How could they retain power and print lots of money whilst keeping the economy subdued so as not to cause panic or a crisis that they were in no position to deal with? An unprecedented coordination through a monetary-financed fiscal facility was needed.
Activated, funded and closed by the central bank to achieve an explicit inflation objective, the facility would be deployed by the fiscal authority.
Translation: the central banks would be fully in control the whole time but governments would do the dirty work.
After the Great Financial Crisis, monetary and fiscal policies were working in opposite directions. BlackRock wanted to change this by using a ‘soft form of coordination’ where they would both provide stimulus.
Central banks are easy to coordinate but how do you get all the Western governments to act in unison at once? When has that ever happened before?
An unprecedented response is needed when monetary policy is exhausted and fiscal space is limited.
The response they recommended was called ‘going direct’. This meant central banks finding ways to get central bank money directly in to the hands of the public and private sector spenders (‘helicopter money’). Importantly, this involved enforcing policy coordination so that the fiscal expansion does not lead to an offsetting increase in interest rates.
The suggested practical way of ‘going direct’ was as follows:
Define unusual circumstances that would call for such unusual coordination;
In those circumstances, an explicit inflation objective that fiscal and monetary authorities are jointly held accountable for achieving;
- A mechanism that enables nimble deployment of productive fiscal policy; and
- A clear exit strategy.
Furthermore, the size of the facility would be calibrated to achieve the inflation objective, which would INCLUDE making up for past inflation misses.
Two months later, Event 201 and the Wuhan Military Games began. In December we started to hear about a novel coronavirus. By March the following year a full blown pandemic had been declared and the ‘unusual circumstances’ needed for ‘unusual coordination’ were in place.
Money printing around the western world went into overdrive.
Explicit monetary financing in sufficient size will push up inflation. Without explicit boundaries, however, it would undermine institutional credibility and could lead to uncontrolled fiscal spending.
Lockdowns ensured there were explicit boundaries. Whilst money was being pumped into the system, the economy was being subdued which ensured there wasn’t an offsetting increase in interest rates and institutional credibility wasn’t undermined.

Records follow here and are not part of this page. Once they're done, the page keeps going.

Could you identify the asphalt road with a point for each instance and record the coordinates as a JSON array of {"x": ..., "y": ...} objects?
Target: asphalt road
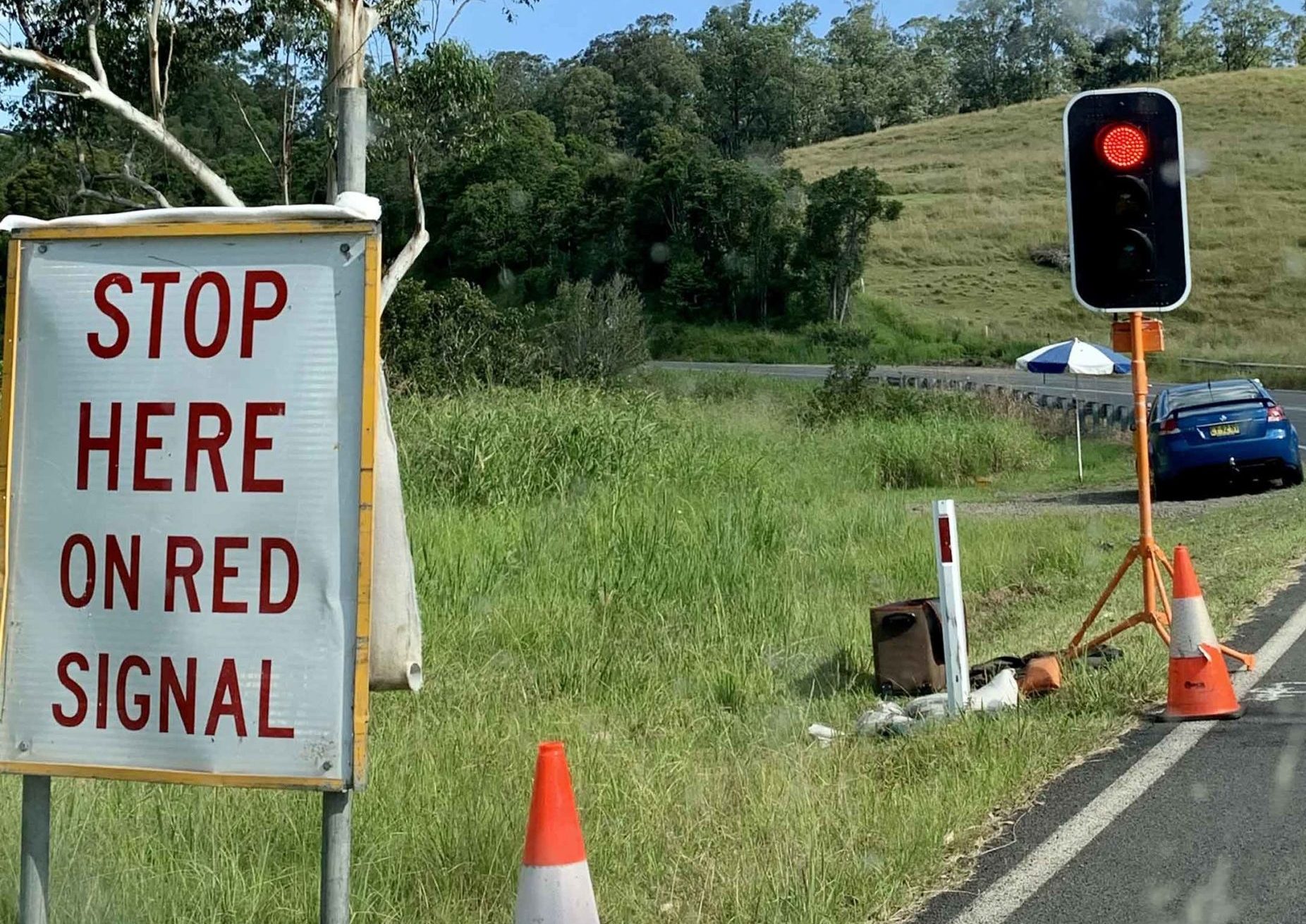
[
  {"x": 1202, "y": 823},
  {"x": 1116, "y": 389}
]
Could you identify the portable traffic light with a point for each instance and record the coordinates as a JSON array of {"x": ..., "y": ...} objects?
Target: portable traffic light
[{"x": 1125, "y": 199}]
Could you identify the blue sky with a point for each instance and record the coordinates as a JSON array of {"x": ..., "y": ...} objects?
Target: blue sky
[{"x": 562, "y": 27}]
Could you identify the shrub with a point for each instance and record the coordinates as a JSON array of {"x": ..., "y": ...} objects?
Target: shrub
[
  {"x": 847, "y": 393},
  {"x": 446, "y": 341},
  {"x": 599, "y": 331}
]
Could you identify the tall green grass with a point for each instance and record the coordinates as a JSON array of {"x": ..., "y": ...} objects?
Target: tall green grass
[{"x": 676, "y": 588}]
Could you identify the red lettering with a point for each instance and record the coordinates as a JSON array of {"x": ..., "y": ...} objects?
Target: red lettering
[
  {"x": 267, "y": 547},
  {"x": 144, "y": 443},
  {"x": 226, "y": 700},
  {"x": 221, "y": 572},
  {"x": 173, "y": 571},
  {"x": 250, "y": 482},
  {"x": 161, "y": 281},
  {"x": 78, "y": 715},
  {"x": 193, "y": 307},
  {"x": 141, "y": 700},
  {"x": 265, "y": 727},
  {"x": 196, "y": 444},
  {"x": 88, "y": 444},
  {"x": 252, "y": 312},
  {"x": 78, "y": 600},
  {"x": 102, "y": 694},
  {"x": 114, "y": 314},
  {"x": 130, "y": 576},
  {"x": 170, "y": 688}
]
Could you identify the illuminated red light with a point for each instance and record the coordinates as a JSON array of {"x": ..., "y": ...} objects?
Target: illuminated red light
[{"x": 1122, "y": 145}]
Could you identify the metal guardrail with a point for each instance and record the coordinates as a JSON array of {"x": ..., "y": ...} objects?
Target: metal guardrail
[
  {"x": 1235, "y": 364},
  {"x": 1094, "y": 413}
]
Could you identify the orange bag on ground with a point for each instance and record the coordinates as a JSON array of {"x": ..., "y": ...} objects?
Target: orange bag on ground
[{"x": 1042, "y": 675}]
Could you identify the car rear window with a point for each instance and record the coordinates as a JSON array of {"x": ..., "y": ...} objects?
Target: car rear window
[{"x": 1217, "y": 393}]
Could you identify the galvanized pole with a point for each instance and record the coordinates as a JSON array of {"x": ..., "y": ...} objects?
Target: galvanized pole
[
  {"x": 337, "y": 834},
  {"x": 35, "y": 870},
  {"x": 338, "y": 807},
  {"x": 352, "y": 139}
]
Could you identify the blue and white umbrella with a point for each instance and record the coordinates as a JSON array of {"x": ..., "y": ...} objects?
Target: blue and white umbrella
[
  {"x": 1076, "y": 357},
  {"x": 1080, "y": 359}
]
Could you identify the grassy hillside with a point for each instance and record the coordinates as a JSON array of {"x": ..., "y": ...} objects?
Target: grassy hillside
[
  {"x": 981, "y": 188},
  {"x": 674, "y": 580}
]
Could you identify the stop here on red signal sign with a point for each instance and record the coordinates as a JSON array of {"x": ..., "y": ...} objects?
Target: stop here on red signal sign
[{"x": 185, "y": 500}]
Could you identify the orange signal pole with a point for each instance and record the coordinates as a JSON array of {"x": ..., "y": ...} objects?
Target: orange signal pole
[{"x": 1146, "y": 550}]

In 2019 central bankers were panicking. A downturn was imminent and all of their tools were useless. They were powerless and risked losing their independence. Their main tool, interest rates, needed to rise and the only way to do this was if inflation was rising. There was no sign of this happening so they came up with a plan which would pump money into the system whilst keeping economies subdued. Once they could see inflation was starting to rise a clear exit strategy would be put in place. An example of an exit strategy could include the proclamation that Covid was no longer dangerous and/or the start of the Ukrainian war.
Since then, inflation has risen sharply (making up for past inflation misses) and so interest rates have risen, returning power back to the bankers. Almost as if their plan was enacted and worked but that is all a coincidence I’m sure.